Hospital cost increases were attenuated by the reduction in length of stay over time. When we control for length of stay (that is, removed the effect of length of stay reductions on costs by holding it constant), the marginal costs for the year indicator variables increase, as shown by the differences between the model with length of stay as observed and the model with no length of stay reduction. If the length of stay was set at the 2002 mean (4.06 days) and was not reduced, we estimated that the mean hospital cost for total knee arthroplasty would have increased from $14,988 (95% CI, $14,928 to $15,049) in 2002 to $25,593 (95% CI, $25,466 to $25,720) in 2013 (an increase of $10,605 or 70.8%) (Fig. 1). Similarly, the cost of total hip arthroplasty would have increased from $15,792 (95% CI, $15,706 to $15,878) in 2002 to $26,442 (95% CI, $26,178 to $26,707) in 2013 (an overall increase of $10,650 or 67.4%) (Fig. 1).

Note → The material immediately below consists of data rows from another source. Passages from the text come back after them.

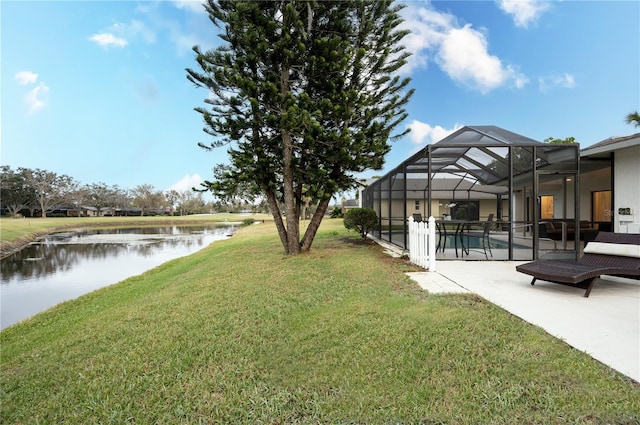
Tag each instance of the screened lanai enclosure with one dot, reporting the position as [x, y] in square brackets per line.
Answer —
[482, 185]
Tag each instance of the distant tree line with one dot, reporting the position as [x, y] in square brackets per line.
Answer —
[38, 193]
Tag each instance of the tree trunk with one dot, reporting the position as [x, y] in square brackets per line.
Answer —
[293, 224]
[310, 233]
[277, 217]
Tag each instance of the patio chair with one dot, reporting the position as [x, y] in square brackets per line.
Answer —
[482, 235]
[614, 254]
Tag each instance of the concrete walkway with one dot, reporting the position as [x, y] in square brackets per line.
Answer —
[606, 325]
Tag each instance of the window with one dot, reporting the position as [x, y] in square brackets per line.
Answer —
[546, 207]
[601, 205]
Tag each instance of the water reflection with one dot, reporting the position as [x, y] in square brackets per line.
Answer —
[66, 265]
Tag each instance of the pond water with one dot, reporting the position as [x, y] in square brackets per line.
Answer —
[64, 266]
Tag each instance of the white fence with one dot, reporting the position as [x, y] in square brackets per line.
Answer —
[422, 243]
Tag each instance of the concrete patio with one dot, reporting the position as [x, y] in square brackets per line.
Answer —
[606, 325]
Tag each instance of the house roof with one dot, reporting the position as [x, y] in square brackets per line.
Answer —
[611, 144]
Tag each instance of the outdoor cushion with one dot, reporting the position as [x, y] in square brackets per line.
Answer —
[622, 250]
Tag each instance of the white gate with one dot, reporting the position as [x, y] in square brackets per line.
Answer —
[422, 243]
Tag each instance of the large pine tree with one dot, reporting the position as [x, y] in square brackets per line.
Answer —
[304, 94]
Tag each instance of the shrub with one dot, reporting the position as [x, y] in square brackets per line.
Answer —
[361, 219]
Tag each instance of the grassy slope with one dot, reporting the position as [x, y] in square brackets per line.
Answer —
[239, 333]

These findings suggest that the health-care costs for both total knee arthroplasty and total hip arthroplasty would be increasing at a greater pace in the absence of reduced length of stay. Taking into account demographic factors such as age, race, and insurance as variables did not substantially impact the increased cost trends compared with changes in the length of stay.
Discussion
From 2002 to 2013, the mean hospital cost of total knee arthroplasty and total hip arthroplasty in the United States increased by $7,849 or 52.4% for total knee arthroplasty and $7,858 or 49.8% for total hip arthroplasty. The total hospital cost for joint replacement for osteoarthritis nearly tripled during this 12-year period, amounting to $12.0 billion for total knee arthroplasty and $6.0 billion for total hip arthroplasty in 2013. Reducing the length of stay appeared to be one successful approach to slowing the pace of increase in mean hospital costs for joint arthroplasty. In the absence of a reduced length of stay, the 2013 mean inpatient hospital costs would have increased by 18.5% for total knee arthroplasty and 17.6% for total hip arthroplasty, which is considerable given the large volume and progressive use of joint arthroplasty. Interestingly, increasing trends in mean hospital costs stabilized from 2009 to 2011, with a relatively sharper increase in cost in 2012 (Fig. 1), which may have been partly influenced by a methodological change in the NIS sampling strategy14.

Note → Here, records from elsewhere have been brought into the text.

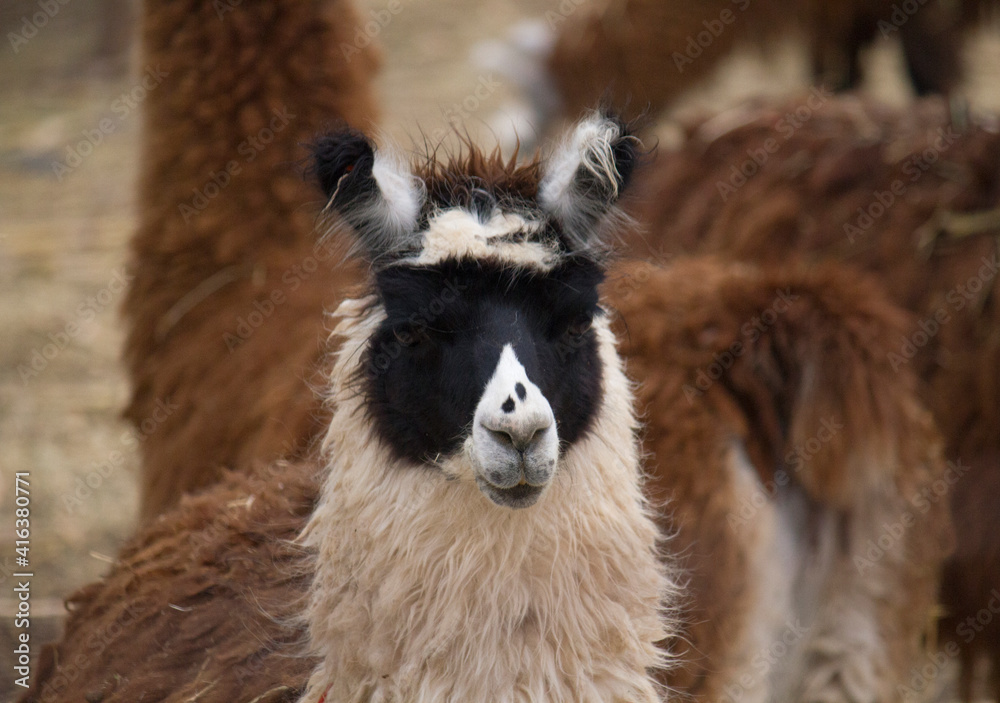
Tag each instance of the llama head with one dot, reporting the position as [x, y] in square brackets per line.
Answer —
[485, 276]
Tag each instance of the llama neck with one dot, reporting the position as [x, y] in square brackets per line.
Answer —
[426, 591]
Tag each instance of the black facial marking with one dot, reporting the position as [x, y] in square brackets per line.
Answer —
[459, 315]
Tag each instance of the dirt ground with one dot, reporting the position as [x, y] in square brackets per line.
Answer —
[63, 241]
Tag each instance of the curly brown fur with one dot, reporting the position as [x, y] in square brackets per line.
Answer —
[820, 361]
[200, 605]
[203, 599]
[934, 249]
[640, 55]
[225, 313]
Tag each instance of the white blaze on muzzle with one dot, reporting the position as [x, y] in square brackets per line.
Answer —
[515, 442]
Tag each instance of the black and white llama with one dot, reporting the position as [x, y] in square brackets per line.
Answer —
[482, 533]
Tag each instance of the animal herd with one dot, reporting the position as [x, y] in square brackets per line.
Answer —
[585, 426]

The growth in hospital cost can be attributed to many causes, including rising total joint arthroplasty utilization due to expanding indications, an aging population, increased patient obesity, and elevated prices of orthopaedic implants. The list prices for implants, the recommended retail prices that are distinct from wholesale costs, have increased 4.8% to 5.5% annually for primary uncomplicated hip and knee devices. The mean implant price is comparable with total Medicare reimbursement for service rendered ($12,000 for primary uncomplicated total knee arthroplasty and $14,000 for primary uncomplicated total hip arthroplasty)5. Although not directly derived from our data, the 4.8% to 5.5% annual increase in implant list price could theoretically account for a 48% to 55% increase in the hospital charges over the course of a decade, which is similar to the mean hospital cost increase that we saw for total joint arthroplasty from 2002 to 2013.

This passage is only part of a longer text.